L’annexion du Congo à la Belgique apparaissait cependant la seule solution possible. Avec l’aide très efface de F. Schollaert qui avait succédé à de Trooz comme premier ministre, J. Renkin fut chargé de défendre devant le parlement le traité de cession et la loi organique qu’on a appelée la Charte du Congo Belge.

Rude lutteur, dialecticien de premier ordre, grand travailleur, il s’était soigneusement préparé à répondre aux objections de ses adversaires, mais il excellait aussi à élever les débats. Avec quel accent passionné il prononça le 25 avril 1908 les paroles suivantes : « Il y a ici autre chose qu’une question d’argent. Il y a une question d’honneur national, c’est-à-dire une question vitale au premier chef. Les peuples se relèvent des pires désastres ; ils ne se relèvent pas si, quelque jour, leur énergie est inférieure aux grands devoirs que leurs destinées leur imposent, s’ils ont le malheur de préférer le repos à la rude loi de l’effort et du sacrifice… Les bruyantes polémiques où s’attardent des esprits qui confondent l’agitation avec le travail seront vite oubliées… L’histoire ne verra que les grands faits : la grandiose conception d’un roi, chef d’un petit peuple, faisant surgir un vaste empire au centre de l’Afrique, l’annexion du Congo ouvrant à la Belgique une période nouvelle qui sera, j’en ai l’intime conviction, digne de celles qui l’ont précédée ».

Le 15 novembre 1908, Renkin eut la joie de voir l’événement s’accomplir : le Congo devint Belge.

Son nom s’imposait en quelque sorte quand il fallut choisir le premier ministre des colonies. Il voulut se récuser, mais s’inclina lorsque Léopold II fit appel à son sens du devoir.
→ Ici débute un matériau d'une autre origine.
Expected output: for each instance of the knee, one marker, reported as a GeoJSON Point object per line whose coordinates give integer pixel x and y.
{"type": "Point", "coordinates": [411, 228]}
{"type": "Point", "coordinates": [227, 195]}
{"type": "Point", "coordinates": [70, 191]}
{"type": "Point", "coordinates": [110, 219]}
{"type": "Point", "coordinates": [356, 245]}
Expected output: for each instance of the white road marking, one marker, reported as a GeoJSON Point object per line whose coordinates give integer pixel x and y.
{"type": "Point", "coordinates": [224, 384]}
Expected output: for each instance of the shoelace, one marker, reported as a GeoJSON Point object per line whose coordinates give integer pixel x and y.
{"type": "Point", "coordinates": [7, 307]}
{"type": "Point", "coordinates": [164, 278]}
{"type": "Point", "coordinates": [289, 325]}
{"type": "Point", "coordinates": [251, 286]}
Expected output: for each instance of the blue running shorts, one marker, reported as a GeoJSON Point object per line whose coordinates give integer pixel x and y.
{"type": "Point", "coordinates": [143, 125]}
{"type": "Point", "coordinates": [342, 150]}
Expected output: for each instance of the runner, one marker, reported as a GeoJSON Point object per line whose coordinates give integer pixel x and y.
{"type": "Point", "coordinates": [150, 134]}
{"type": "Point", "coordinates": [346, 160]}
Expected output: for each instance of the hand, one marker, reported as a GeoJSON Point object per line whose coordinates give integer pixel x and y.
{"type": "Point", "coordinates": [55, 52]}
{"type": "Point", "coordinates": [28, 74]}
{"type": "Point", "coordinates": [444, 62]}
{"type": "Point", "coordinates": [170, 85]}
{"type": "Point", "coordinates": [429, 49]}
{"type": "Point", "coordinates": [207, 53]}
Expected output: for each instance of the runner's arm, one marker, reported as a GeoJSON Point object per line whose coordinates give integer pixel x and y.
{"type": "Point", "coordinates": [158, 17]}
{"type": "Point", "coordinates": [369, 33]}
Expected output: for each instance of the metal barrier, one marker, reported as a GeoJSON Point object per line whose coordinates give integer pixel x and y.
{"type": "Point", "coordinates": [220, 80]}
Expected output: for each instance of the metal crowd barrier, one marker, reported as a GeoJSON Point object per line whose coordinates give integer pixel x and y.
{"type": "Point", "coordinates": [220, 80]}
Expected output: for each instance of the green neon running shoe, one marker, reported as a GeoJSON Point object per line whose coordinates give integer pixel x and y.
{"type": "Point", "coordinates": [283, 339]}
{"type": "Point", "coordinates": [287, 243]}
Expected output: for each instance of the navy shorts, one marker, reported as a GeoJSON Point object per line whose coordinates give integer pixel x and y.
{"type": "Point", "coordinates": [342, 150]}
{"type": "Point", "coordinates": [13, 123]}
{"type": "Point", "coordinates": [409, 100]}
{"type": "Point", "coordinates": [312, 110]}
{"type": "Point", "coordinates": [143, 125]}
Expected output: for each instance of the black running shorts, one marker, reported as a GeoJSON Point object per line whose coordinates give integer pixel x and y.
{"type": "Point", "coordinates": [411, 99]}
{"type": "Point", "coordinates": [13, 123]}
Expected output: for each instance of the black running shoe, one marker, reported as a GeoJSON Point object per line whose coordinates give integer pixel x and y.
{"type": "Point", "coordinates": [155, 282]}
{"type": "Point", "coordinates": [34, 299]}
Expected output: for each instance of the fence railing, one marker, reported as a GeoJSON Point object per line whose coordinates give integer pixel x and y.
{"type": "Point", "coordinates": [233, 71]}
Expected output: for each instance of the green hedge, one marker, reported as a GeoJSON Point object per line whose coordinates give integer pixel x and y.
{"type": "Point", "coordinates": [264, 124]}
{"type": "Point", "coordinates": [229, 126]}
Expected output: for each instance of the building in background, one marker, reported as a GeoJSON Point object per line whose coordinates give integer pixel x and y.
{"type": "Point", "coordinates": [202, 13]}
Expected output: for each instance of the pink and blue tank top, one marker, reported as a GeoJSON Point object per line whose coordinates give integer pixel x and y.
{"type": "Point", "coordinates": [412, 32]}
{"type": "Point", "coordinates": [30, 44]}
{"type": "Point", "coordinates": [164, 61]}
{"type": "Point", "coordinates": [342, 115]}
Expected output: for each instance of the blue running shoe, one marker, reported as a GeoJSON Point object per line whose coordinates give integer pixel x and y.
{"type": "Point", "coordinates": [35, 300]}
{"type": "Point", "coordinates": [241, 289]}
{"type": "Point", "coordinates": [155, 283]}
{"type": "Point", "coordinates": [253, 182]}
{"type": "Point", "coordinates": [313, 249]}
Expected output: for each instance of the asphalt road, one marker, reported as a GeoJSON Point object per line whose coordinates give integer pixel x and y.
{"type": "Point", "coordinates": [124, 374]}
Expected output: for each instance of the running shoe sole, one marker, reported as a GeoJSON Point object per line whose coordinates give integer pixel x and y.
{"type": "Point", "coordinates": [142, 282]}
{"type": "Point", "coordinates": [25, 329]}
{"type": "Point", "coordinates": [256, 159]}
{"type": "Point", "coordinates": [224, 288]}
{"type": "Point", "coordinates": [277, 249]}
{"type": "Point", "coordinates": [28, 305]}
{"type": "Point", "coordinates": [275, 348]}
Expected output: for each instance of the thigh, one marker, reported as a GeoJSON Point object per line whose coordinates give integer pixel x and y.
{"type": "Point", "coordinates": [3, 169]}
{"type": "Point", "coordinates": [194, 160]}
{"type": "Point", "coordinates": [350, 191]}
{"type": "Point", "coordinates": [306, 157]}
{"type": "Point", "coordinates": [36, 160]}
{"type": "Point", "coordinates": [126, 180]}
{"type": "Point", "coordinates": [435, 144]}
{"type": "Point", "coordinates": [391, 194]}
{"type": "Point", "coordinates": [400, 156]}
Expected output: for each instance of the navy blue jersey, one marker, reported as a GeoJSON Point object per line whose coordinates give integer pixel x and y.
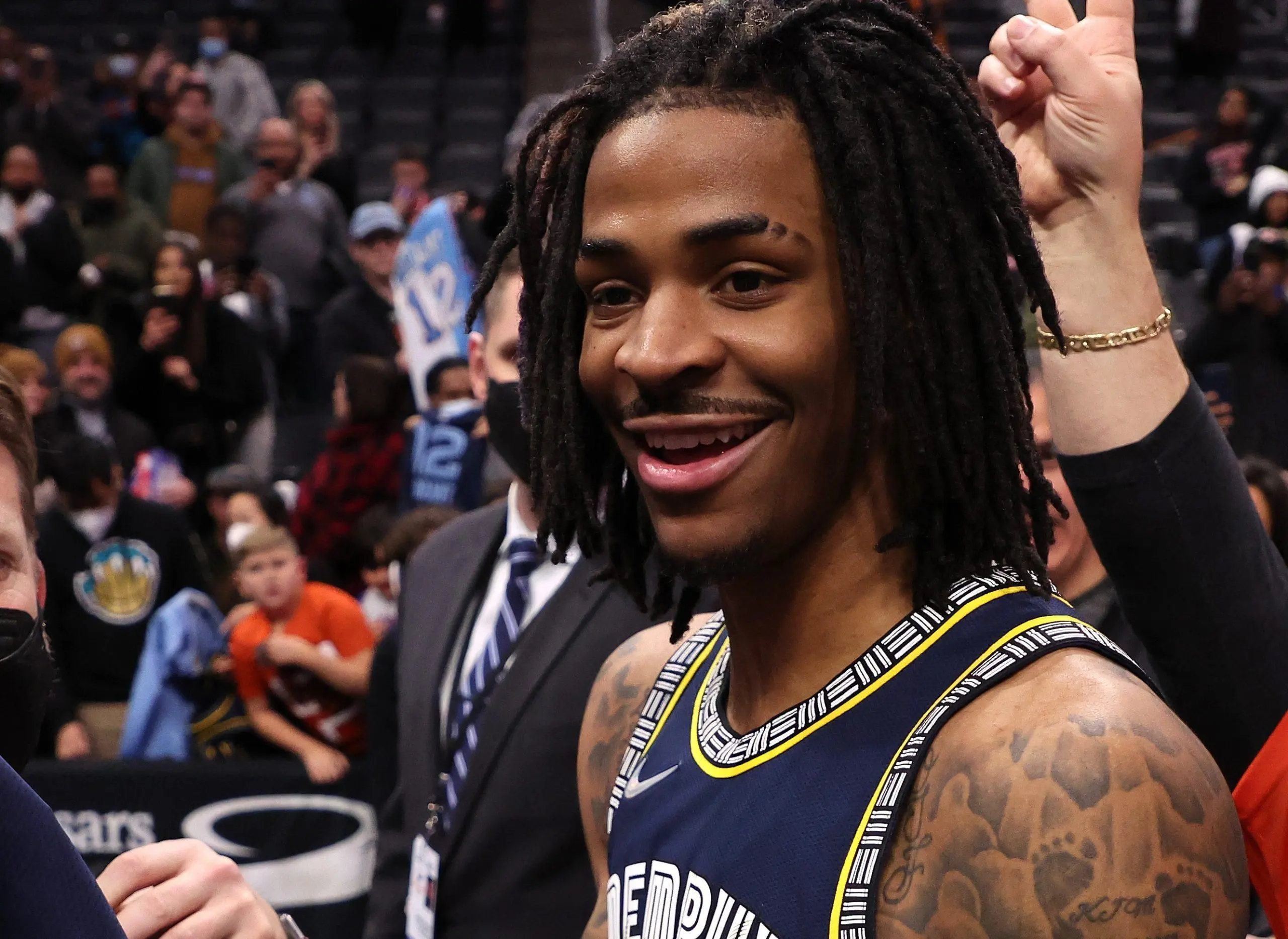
{"type": "Point", "coordinates": [443, 459]}
{"type": "Point", "coordinates": [782, 832]}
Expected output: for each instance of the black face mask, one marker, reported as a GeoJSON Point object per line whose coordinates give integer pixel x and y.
{"type": "Point", "coordinates": [26, 678]}
{"type": "Point", "coordinates": [21, 192]}
{"type": "Point", "coordinates": [505, 427]}
{"type": "Point", "coordinates": [98, 210]}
La charge s’annonçait bien rude car la Belgique s’était engagée à donner au Congo une orientation nouvelle. Renkin n’était cependant pas l’homme à se lancer dans des improvisations. Il commença par faire en 1909 un séjour de 5 mois dans la colonie. Il y rencontra le prince Albert de Belgique dont le voyage constituait le premier contact de la Royauté avec le sol congolais.
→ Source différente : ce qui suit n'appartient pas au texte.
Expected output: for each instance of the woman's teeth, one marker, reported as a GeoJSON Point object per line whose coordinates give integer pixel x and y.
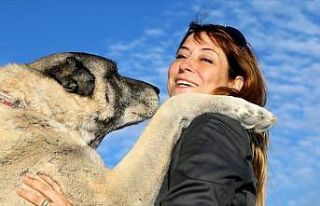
{"type": "Point", "coordinates": [185, 83]}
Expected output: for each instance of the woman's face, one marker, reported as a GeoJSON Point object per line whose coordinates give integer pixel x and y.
{"type": "Point", "coordinates": [199, 67]}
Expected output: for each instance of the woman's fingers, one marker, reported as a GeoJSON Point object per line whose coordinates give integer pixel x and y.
{"type": "Point", "coordinates": [31, 197]}
{"type": "Point", "coordinates": [51, 182]}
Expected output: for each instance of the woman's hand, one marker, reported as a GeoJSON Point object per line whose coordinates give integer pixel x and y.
{"type": "Point", "coordinates": [46, 192]}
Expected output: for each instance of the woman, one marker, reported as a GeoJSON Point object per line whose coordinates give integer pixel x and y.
{"type": "Point", "coordinates": [216, 161]}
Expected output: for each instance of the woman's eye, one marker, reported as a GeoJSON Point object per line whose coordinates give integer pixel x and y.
{"type": "Point", "coordinates": [207, 60]}
{"type": "Point", "coordinates": [180, 56]}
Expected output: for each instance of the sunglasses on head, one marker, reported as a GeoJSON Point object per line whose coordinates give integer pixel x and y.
{"type": "Point", "coordinates": [234, 33]}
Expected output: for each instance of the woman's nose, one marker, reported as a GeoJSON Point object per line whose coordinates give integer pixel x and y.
{"type": "Point", "coordinates": [186, 65]}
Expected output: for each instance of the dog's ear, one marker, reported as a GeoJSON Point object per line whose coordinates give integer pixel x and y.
{"type": "Point", "coordinates": [71, 74]}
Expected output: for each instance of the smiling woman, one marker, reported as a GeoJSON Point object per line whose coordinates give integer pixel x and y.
{"type": "Point", "coordinates": [216, 162]}
{"type": "Point", "coordinates": [200, 66]}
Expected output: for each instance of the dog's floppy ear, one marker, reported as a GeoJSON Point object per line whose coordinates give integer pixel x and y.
{"type": "Point", "coordinates": [71, 74]}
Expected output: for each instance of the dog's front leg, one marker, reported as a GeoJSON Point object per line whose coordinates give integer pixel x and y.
{"type": "Point", "coordinates": [136, 180]}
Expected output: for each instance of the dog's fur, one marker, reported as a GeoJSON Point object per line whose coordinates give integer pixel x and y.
{"type": "Point", "coordinates": [64, 104]}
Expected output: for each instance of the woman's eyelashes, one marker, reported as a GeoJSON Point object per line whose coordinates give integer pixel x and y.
{"type": "Point", "coordinates": [207, 60]}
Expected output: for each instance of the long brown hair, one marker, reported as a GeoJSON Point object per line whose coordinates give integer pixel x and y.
{"type": "Point", "coordinates": [242, 62]}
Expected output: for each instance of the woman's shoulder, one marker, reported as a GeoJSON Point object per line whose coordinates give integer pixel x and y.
{"type": "Point", "coordinates": [214, 130]}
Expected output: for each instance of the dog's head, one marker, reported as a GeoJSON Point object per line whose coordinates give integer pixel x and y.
{"type": "Point", "coordinates": [98, 98]}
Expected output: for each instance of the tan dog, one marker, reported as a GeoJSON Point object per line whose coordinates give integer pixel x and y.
{"type": "Point", "coordinates": [54, 113]}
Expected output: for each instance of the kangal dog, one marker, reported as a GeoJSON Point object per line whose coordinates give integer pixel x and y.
{"type": "Point", "coordinates": [55, 111]}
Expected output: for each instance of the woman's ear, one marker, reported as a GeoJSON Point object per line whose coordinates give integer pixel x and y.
{"type": "Point", "coordinates": [237, 83]}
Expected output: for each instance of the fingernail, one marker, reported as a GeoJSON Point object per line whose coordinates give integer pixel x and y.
{"type": "Point", "coordinates": [18, 190]}
{"type": "Point", "coordinates": [24, 177]}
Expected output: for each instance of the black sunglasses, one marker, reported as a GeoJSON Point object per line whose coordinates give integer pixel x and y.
{"type": "Point", "coordinates": [234, 33]}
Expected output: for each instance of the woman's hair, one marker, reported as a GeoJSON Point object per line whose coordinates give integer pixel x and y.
{"type": "Point", "coordinates": [242, 62]}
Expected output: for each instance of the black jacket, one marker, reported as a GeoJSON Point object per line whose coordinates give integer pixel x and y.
{"type": "Point", "coordinates": [211, 165]}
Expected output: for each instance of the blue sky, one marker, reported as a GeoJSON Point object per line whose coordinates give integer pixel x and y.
{"type": "Point", "coordinates": [142, 36]}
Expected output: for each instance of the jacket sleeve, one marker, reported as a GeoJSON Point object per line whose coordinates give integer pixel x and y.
{"type": "Point", "coordinates": [214, 160]}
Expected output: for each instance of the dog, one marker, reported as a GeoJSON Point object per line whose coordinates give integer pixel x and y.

Étant revenu avec des vues très nettes, le ministre se sentit qualifié pour entreprendre, avec le concours d’un conseil colonial comptant de brillantes individualités, un long travail qui s’échelonna sur plusieurs années et qui changea la face du Congo.

Rappelons les principales dispositions qui furent prises.

Le décret du 22 mars 1910 sur la récolte des produits domaniaux inaugura les réformes fondamentales. Livré à ses seules forces en matière financière, l’Etat Indépendant du Congo avait été amené à se créer des ressources en poussant à l’extrême le principe universellement admis suivant lequel les terres vacantes sont propriété de l’état et en exploitant ces terres par ses propres agents, à son profit. Comme au Congo les terres non occupées par les indigènes étaient seules à recéler l’ivoire et à produire le caoutchouc et qu’à l’époque il n’existait point d’autres produits commerçables, cette politique avait eu pour effet pratique d’interdire tout commerce privé. Aussi provoqua-t-elle les plus vives protestations de la part des pays étrangères appelés au bénéfice de la liberté commerciale en vertu de l’Acte Général de la Conférence de Berlin de 1885. Le décret du 22 mars 1910 mit fin à ce régime par étapes.

C’est par étapes aussi que le décret du 2 mai 1910 sur l’impôt indigène abolit l’impôt en travail. Petit à petit, le numéraire se répandit dans toute le territoire et les indigènes furent en mesure d’acquitter leur impôt en argent.

Signalons encore qu’un autre décret du 2 mai 1910 réorganisa le régime des chefferies indigènes et consacra le système de l’administration indirecte, tandis que le décret du 17 août 1910 mit au point les dispositions destinées à protéger les indigènes en cas d’engagement au service de maîtres européens.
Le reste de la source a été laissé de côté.